Собственно, после первого, быстро прошедшего удивления Кременцова мало занимало присутствие сына. Он разговаривал с ним почти машинально. Главное было впереди. Как Кира воспримет приезд мужа? Как ей сказать об этом?
И даже не это. Что будет, если Кира решит повидаться с мужем? Свидание могло закончиться только одним: Новохатов увезет жену с собой в Москву. Что тогда? В ресторане, где Кременцов закупал икру, и осетрину, и какие-то особые деликатесы из дичи, и по дороге к больнице он пестовал замыслы один коварнее другого. Можно было, например, ничего не сообщать Кире, тем более что волнение, наверное, ей вредно. Потом заехать в гостиницу и передать Новохатову якобы от имени жены, что та просит его уехать. Низкий поступок, конечно. Но дело не в том, что низкий, а в том, что Новохатов вряд ли ему поверит. Хотя... если все надлежащим образом подать... Но лучше сделать по-другому. Лучше вот как! Новохатов не знает, что Кира в больнице. Надо сказать ему, что она неожиданно уехала. Куда? Скорее всего, домой, куда же еще. А в доказательство передать ему Кирины вещи, ее чемоданчик, который она якобы забыла второпях. Детали можно продумать... Нелепые замыслы, построенные на одном желании как можно скорее спровадить Новохатова, не дав ему встретиться с Кирой, заставляли Кременцова то убыстрять, то замедлять шаг. В палату он вошел запыхавшийся, с бегающим взглядом.
— Приходила сестра и сделала мне укол, — доложила Кира. — А у вас что новенького? У вас какой-то вид, на себя непохожий.
Кременцов, залюбовавшись ее задорной, совсем домашней улыбкой, на мгновение забыл о своих опасениях.
— Что может быть новенького у меня? Вот покушать принес. Икорка тут, то да се.

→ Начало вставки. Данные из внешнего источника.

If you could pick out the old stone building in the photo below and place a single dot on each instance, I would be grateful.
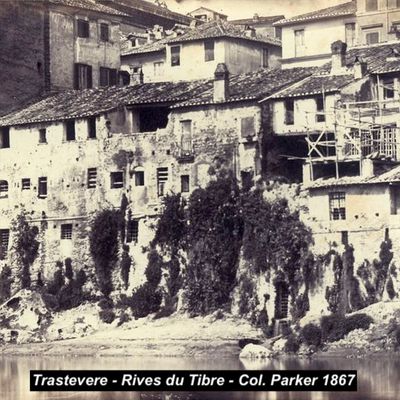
(196, 53)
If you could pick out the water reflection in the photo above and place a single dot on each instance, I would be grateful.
(378, 379)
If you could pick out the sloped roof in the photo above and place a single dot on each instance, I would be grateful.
(89, 5)
(85, 103)
(252, 86)
(388, 177)
(217, 29)
(259, 20)
(316, 84)
(343, 9)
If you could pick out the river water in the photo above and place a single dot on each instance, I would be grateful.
(378, 378)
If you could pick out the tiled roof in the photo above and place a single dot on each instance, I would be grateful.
(316, 84)
(343, 9)
(388, 177)
(258, 20)
(90, 5)
(253, 85)
(216, 29)
(85, 103)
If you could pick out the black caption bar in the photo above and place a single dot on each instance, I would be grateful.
(175, 381)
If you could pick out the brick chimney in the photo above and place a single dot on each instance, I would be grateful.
(221, 83)
(338, 49)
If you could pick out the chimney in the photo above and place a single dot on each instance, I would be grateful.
(250, 31)
(338, 49)
(221, 83)
(359, 68)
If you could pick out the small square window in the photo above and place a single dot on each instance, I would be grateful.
(66, 231)
(42, 135)
(83, 28)
(92, 178)
(139, 178)
(25, 184)
(117, 180)
(185, 183)
(104, 32)
(132, 231)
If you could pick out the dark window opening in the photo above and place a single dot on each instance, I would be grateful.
(83, 77)
(117, 180)
(162, 179)
(42, 187)
(289, 111)
(3, 188)
(139, 178)
(320, 109)
(42, 135)
(108, 76)
(92, 128)
(25, 184)
(70, 130)
(337, 205)
(209, 50)
(132, 231)
(83, 28)
(175, 56)
(185, 183)
(104, 32)
(92, 178)
(4, 242)
(5, 137)
(66, 231)
(151, 119)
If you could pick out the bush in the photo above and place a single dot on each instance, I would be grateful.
(107, 316)
(145, 300)
(312, 335)
(292, 344)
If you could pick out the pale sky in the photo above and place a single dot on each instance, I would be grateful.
(236, 9)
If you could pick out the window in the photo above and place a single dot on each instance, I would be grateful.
(162, 178)
(3, 188)
(42, 187)
(186, 138)
(83, 76)
(83, 28)
(5, 137)
(117, 180)
(320, 116)
(388, 88)
(132, 231)
(104, 32)
(247, 127)
(371, 5)
(25, 184)
(92, 128)
(372, 37)
(209, 50)
(108, 76)
(299, 43)
(4, 242)
(337, 205)
(185, 183)
(265, 57)
(42, 135)
(139, 178)
(159, 68)
(350, 31)
(70, 130)
(66, 231)
(92, 178)
(175, 56)
(289, 111)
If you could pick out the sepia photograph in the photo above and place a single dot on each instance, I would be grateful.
(199, 199)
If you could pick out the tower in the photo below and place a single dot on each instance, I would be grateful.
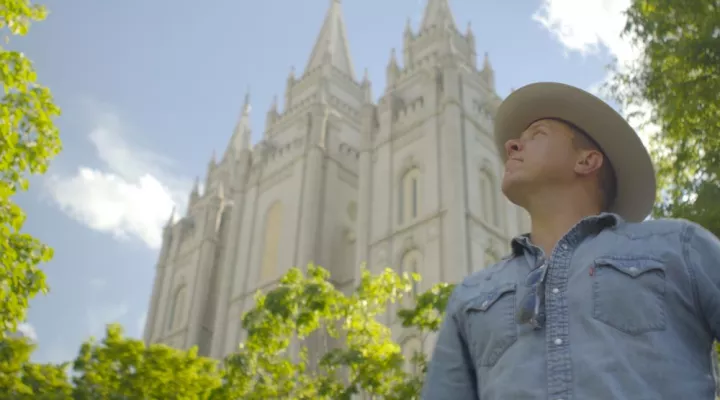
(430, 199)
(410, 182)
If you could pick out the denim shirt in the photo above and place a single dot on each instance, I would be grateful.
(631, 312)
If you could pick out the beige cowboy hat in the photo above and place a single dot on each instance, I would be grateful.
(636, 185)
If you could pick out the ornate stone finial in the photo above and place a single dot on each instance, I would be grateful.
(486, 61)
(291, 75)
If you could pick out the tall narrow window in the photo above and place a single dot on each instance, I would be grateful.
(412, 349)
(411, 263)
(271, 242)
(489, 198)
(409, 197)
(414, 193)
(177, 308)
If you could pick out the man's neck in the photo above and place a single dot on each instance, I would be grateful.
(553, 218)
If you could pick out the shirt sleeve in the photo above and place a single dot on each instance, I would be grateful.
(450, 374)
(703, 256)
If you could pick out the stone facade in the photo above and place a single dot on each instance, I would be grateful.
(410, 181)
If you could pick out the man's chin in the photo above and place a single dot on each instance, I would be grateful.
(512, 188)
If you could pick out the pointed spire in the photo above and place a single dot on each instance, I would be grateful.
(194, 193)
(487, 72)
(241, 135)
(367, 87)
(331, 46)
(486, 62)
(437, 14)
(272, 113)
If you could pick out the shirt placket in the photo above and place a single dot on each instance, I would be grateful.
(557, 339)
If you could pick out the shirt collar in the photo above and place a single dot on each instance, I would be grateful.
(587, 225)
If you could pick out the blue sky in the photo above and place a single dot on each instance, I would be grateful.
(150, 88)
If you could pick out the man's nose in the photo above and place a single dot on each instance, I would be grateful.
(512, 146)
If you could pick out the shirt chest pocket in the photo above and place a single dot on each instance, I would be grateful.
(629, 294)
(490, 323)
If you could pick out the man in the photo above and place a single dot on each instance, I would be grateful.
(594, 303)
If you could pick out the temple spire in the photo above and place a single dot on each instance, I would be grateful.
(241, 136)
(331, 44)
(438, 14)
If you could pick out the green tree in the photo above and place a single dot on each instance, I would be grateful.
(21, 379)
(28, 140)
(124, 368)
(678, 75)
(356, 351)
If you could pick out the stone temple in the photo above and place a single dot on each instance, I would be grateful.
(411, 182)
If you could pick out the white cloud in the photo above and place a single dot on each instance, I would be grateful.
(27, 331)
(132, 196)
(98, 317)
(97, 284)
(589, 27)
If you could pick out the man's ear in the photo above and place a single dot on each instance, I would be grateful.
(588, 162)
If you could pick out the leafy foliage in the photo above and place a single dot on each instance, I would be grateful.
(124, 368)
(28, 141)
(352, 351)
(355, 352)
(679, 77)
(21, 379)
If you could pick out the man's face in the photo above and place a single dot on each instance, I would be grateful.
(543, 156)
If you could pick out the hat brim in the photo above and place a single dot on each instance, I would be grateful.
(636, 183)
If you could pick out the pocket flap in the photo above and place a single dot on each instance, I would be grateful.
(633, 267)
(485, 300)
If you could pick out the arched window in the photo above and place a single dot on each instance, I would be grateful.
(409, 196)
(177, 308)
(271, 242)
(489, 196)
(412, 264)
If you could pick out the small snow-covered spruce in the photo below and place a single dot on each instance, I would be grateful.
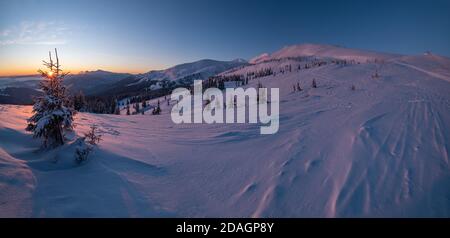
(87, 144)
(157, 110)
(128, 109)
(298, 87)
(53, 113)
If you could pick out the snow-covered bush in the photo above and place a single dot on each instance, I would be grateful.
(87, 144)
(53, 113)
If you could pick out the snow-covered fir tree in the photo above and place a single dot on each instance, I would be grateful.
(53, 113)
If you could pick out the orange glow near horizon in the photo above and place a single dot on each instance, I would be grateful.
(11, 72)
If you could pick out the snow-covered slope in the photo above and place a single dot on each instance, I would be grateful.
(380, 150)
(203, 68)
(323, 51)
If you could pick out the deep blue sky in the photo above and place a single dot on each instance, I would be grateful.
(133, 35)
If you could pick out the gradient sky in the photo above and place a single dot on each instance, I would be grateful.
(138, 36)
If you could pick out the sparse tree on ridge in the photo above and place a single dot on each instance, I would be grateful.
(53, 113)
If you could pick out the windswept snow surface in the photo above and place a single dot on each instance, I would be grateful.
(381, 150)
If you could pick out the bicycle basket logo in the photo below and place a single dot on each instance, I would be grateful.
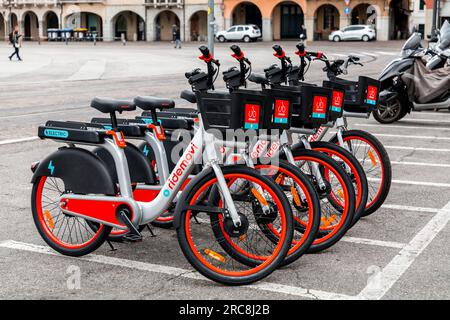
(52, 133)
(372, 93)
(281, 111)
(251, 116)
(319, 107)
(337, 101)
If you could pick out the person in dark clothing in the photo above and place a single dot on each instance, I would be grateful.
(178, 39)
(15, 41)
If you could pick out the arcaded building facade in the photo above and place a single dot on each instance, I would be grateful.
(153, 20)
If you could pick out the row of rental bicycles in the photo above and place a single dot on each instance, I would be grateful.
(245, 179)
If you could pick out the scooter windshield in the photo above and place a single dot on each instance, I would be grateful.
(445, 36)
(413, 42)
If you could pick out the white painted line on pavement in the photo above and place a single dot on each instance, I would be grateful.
(410, 136)
(418, 149)
(385, 53)
(12, 141)
(91, 70)
(42, 113)
(416, 183)
(178, 272)
(380, 284)
(409, 208)
(401, 127)
(412, 163)
(421, 164)
(388, 244)
(428, 120)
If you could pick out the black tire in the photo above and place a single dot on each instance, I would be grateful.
(374, 202)
(287, 168)
(392, 111)
(101, 233)
(119, 237)
(357, 173)
(326, 240)
(183, 218)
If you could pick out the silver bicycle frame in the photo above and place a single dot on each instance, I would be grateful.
(144, 212)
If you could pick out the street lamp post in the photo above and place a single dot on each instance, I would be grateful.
(211, 26)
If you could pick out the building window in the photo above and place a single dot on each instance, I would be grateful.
(328, 18)
(421, 4)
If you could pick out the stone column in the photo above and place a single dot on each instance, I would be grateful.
(41, 30)
(383, 28)
(309, 25)
(227, 24)
(344, 21)
(267, 29)
(107, 30)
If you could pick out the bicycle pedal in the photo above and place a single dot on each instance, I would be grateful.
(152, 234)
(111, 246)
(132, 238)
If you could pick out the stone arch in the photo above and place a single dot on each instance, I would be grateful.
(91, 21)
(164, 24)
(30, 25)
(198, 26)
(13, 21)
(247, 12)
(363, 13)
(288, 17)
(326, 20)
(3, 34)
(398, 19)
(129, 23)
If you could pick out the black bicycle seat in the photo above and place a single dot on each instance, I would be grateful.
(189, 96)
(258, 78)
(108, 105)
(153, 103)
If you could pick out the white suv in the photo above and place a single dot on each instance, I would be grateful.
(245, 33)
(354, 32)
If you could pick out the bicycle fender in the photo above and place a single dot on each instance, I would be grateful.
(138, 165)
(81, 170)
(182, 204)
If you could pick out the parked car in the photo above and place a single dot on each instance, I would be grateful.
(245, 33)
(354, 32)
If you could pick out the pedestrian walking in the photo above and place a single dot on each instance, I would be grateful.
(178, 39)
(16, 41)
(303, 33)
(174, 33)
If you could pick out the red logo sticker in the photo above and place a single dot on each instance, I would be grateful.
(281, 108)
(252, 113)
(372, 93)
(251, 116)
(320, 104)
(338, 99)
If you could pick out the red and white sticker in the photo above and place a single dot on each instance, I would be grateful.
(319, 107)
(281, 111)
(252, 116)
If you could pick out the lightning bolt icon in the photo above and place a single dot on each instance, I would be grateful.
(51, 167)
(145, 151)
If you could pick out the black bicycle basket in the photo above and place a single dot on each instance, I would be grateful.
(337, 99)
(361, 96)
(310, 104)
(243, 109)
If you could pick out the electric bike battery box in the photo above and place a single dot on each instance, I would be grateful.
(310, 104)
(361, 96)
(241, 109)
(337, 99)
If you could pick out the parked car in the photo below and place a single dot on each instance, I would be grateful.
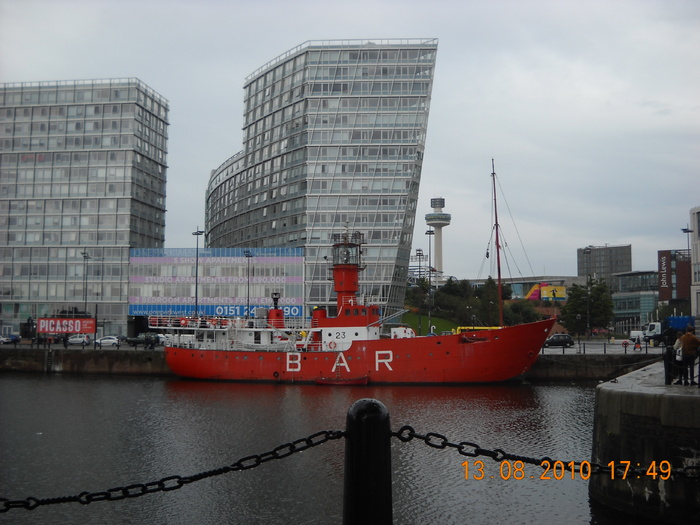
(79, 339)
(108, 340)
(563, 340)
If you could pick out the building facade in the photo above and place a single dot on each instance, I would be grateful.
(693, 232)
(602, 262)
(333, 139)
(82, 180)
(674, 275)
(635, 301)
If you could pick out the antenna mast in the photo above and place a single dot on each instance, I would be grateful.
(498, 247)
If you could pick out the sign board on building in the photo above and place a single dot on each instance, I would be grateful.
(62, 325)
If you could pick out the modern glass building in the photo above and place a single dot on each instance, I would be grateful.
(82, 180)
(602, 262)
(333, 139)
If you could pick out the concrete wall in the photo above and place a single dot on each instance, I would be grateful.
(594, 367)
(639, 419)
(143, 362)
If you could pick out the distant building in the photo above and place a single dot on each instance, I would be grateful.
(693, 232)
(674, 275)
(635, 301)
(82, 180)
(333, 138)
(602, 262)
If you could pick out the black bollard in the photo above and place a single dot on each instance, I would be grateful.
(367, 492)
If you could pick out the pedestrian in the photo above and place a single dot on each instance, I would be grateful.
(669, 337)
(678, 359)
(690, 344)
(638, 344)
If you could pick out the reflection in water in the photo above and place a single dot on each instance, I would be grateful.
(64, 435)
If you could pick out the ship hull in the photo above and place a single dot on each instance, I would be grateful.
(476, 357)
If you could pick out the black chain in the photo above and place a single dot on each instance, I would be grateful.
(404, 434)
(465, 448)
(177, 482)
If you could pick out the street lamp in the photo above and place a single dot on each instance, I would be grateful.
(687, 231)
(248, 256)
(196, 233)
(587, 252)
(86, 258)
(419, 256)
(430, 233)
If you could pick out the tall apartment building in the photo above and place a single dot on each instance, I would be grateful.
(82, 180)
(693, 233)
(333, 138)
(602, 262)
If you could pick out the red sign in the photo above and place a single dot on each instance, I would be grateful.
(65, 326)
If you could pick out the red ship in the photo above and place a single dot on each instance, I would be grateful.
(346, 349)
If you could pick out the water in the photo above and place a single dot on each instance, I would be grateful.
(62, 435)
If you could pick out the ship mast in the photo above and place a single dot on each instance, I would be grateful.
(498, 247)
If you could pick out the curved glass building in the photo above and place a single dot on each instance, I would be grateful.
(333, 138)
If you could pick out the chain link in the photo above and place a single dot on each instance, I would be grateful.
(177, 482)
(405, 434)
(465, 448)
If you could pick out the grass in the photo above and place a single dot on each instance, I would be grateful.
(411, 319)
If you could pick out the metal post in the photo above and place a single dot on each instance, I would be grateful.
(367, 493)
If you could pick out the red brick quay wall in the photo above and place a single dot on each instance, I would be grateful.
(651, 433)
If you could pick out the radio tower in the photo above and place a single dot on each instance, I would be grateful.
(437, 220)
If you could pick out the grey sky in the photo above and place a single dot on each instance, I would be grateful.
(591, 109)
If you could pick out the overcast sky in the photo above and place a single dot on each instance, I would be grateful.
(591, 109)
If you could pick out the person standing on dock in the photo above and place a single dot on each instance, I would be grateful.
(690, 344)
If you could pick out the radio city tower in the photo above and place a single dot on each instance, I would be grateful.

Кира не лежала, как утром, а сидела в постели, откинувшись на подушку, одеяло перед ней было завалено невесть откуда взявшимися журналами.
— Я вот тут подумала, — сказала Кира, — как бы меня не взялась разыскивать милиция. Я ведь с работы не уволилась и отпуск не взяла. Только взяла три дня отгула. Знаете, как было? Я по капризу уехала, как свойственно эмансипированным женщинам. С одной стороны, всякие грязные интриги на службе, нездоровая обстановка. С другой — хотели на мне испытывать новую вакцину, а с третьей — Гришенька мой дорогой, совершенно меня разлюбивший и озверевший. Я вечером, как водится, улеглась в постельку, а он не ложится, сидит смурной и мне знаете что говорит? Мы, говорит, с тобой, Кира, как-то не так живем. Что-то, говорит, между нами разладилось. Вам не тяжело про это слушать, Тимофей Олегович?